The first official hemp crop in Louisiana is off to a rocky start. Many of the plants in the state are being hit by southern blight, a fungal disease. A soil-borne fungus called Sclerotium rolfsii is to blame for the problems.
“The pathogen has a wide host range and is known to cause disease on more than 500 plant species in 100 plant families,” Raj Singh, an LSY Ag Center plant doctor, said. “Some of the economically important vegetables include tomatoes, potatoes, peppers, eggplants, and cucurbits.”
With hemp, the plants will start to wilt and then turn brown and die off.
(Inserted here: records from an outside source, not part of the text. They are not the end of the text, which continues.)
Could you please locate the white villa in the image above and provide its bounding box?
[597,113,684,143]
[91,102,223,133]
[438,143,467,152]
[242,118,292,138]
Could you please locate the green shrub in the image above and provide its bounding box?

Another sign is that the plants will have mycelium of the fungus and sclerotia at the base of the plant at the soil line as well as water-soaked legions. Even without a viable host, the fungus can survive in infected soil for several years.
There are many ways for the fungus to make it to the field. Infected plants could be planted initially, infested soil could be moved in, as well as equipment, tool, and debris. Even the irrigation water can spread the fungi.
“Management of southern blight warrants an integrated disease management approach,” said Singn. “Growers must plant disease-free, healthy transplants and avoid physical injury to roots and lower stems while handling and transplanting the seedlings.”
There isn’t even a fungicide that is effective, farmers are stuck working around the disease and being careful not to let is spread.